F2: The reported price in Column 4 is a weighted average price. These shares were sold in multiple transactions at prices ranging from $48.90 to $49.87 per share, inclusive. The reporting person undertakes to provide to the issuer, any security holder of the issuer, or the staff of the Securities and Exchange Commission, upon request, full information regarding the number of shares sold at each separate price within the range set forth in this footnote (2).
F3: The reported price in Column 4 is a weighted average price. These shares were sold in multiple transactions at prices ranging from $49.90 to $50.26 per share, inclusive. The reporting person undertakes to provide to the issuer, any security holder of the issuer, or the staff of the Securities and Exchange Commission, upon request, full information regarding the number of shares sold at each separate price within the range set forth in this footnote (3).
F4: The reporting person is one of the Managing Members of AH Equity Partners II, L.L.C. ("AHEP II"), which is the General Partner of Andreessen Horowitz Fund II, L.P. as nominee ("AH Fund II"), and may be deemed to share voting and investment power over the securities held by AH Fund II. The reporting person disclaims beneficial ownership over such securities except to the extent of his pecuniary interest therein. The inclusion of these securities in this report shall not be deemed an admission of beneficial ownership of the reported securities for purposes of Section 16 or for any other purposes.
F5: Transactions reported on this form represent pro rata distributions, and not a purchase or sale, of securities by AH Fund II to its partners for which it acts as nominee without consideration.
F6: The reporting person and JP Morgan Trust Company, NA are the Trustees of The Andreessen 1996 Living Trust.
F7: The reporting person is one of the Managing Members of AHEP II, and may be deemed to share voting and investment power over the securities held by AHEP II. The reporting person disclaims beneficial ownership over such securities except to the extent of his pecuniary interest therein. The inclusion of these securities in this report shall not be deemed an admission of beneficial ownership of the reported securities for purposes of Section 16 or for any other purposes.
F8: Transactions reported on this form represent pro rata distributions, and not a purchase or sale, of securities by AHEP II to its members and assignees without consideration.
F9: The reporting person is one of the Managing Members of AH Capital Management, L.L.C. ("AHCM"), and may be deemed to share voting and investment power over the securities held by AHCM. The reporting person disclaims beneficial ownership over such securities except to the extent of his pecuniary interest therein. The inclusion of these securities in this report shall not be deemed an admission of beneficial ownership of the reported securities for purposes of Section 16 or for any other purposes.
F10: Transactions reported on this form represent pro rata distributions, and not a purchase or sale, of securities by AHCM to its members and assignees without consideration.

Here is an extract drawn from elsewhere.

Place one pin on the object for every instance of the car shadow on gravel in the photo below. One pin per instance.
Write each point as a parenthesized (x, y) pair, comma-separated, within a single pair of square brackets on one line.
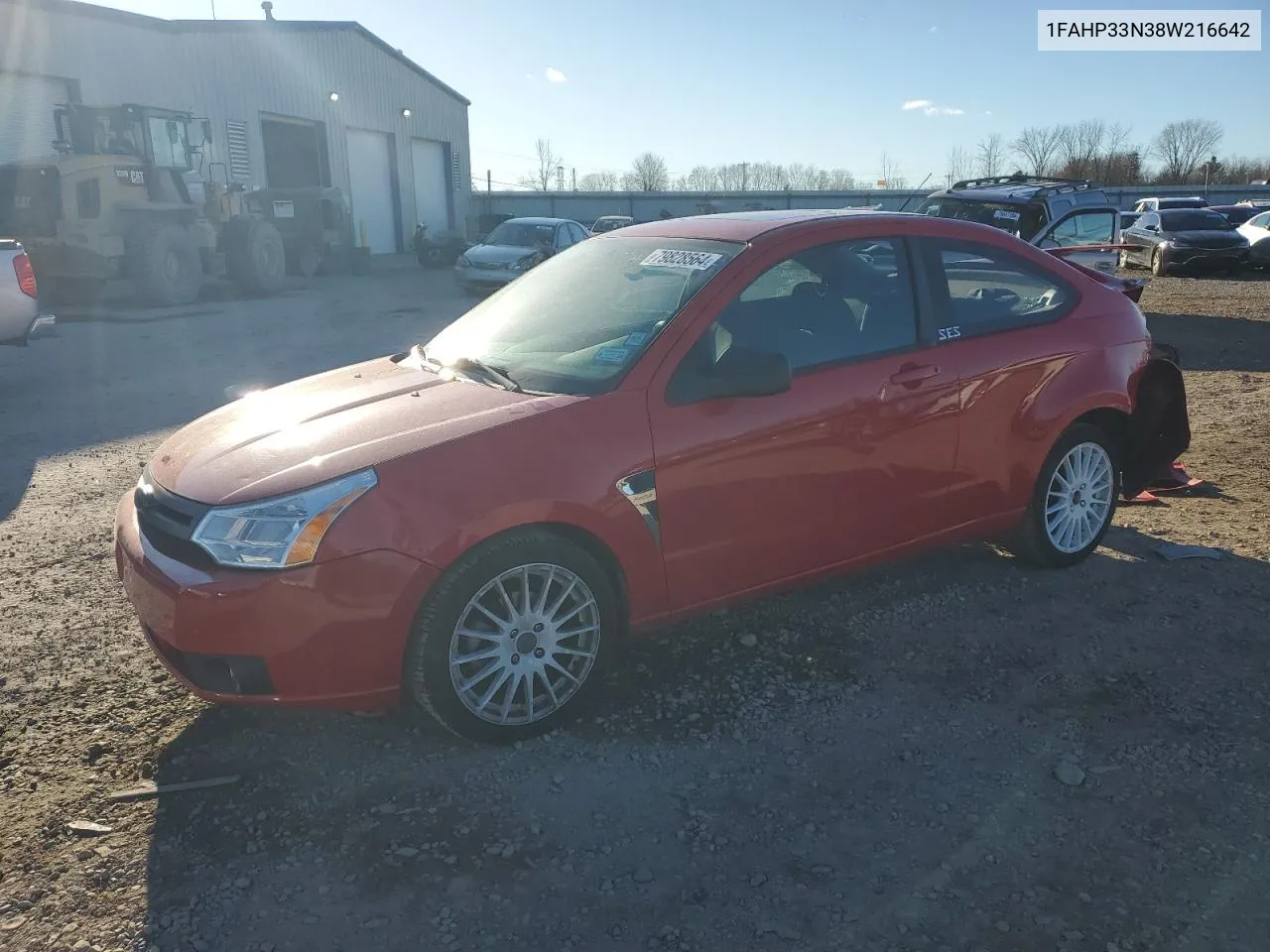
[(871, 754), (1211, 343)]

F11: The reporting person and JP Morgan Trust Company, NA are the Trustees of The Andreessen 1996 Charitable Remainder Unitrust. The reporting person disclaims beneficial ownership over such securities except to the extent of his pecuniary interest therein. The inclusion of these securities in this report shall not be deemed an admission of beneficial ownership of the reported securities for purposes of Section 16 or for any other purposes.
F12: The Class B Common Stock is convertible into the issuer's Class A Common Stock on a 1-for-1 basis (a) at the holder's option or (b) upon certain transfers of such shares, and has no expiration date.
F13: The holder elected to convert the shares of Class B Common Stock into Class A Common Stock on a 1-for-1 basis.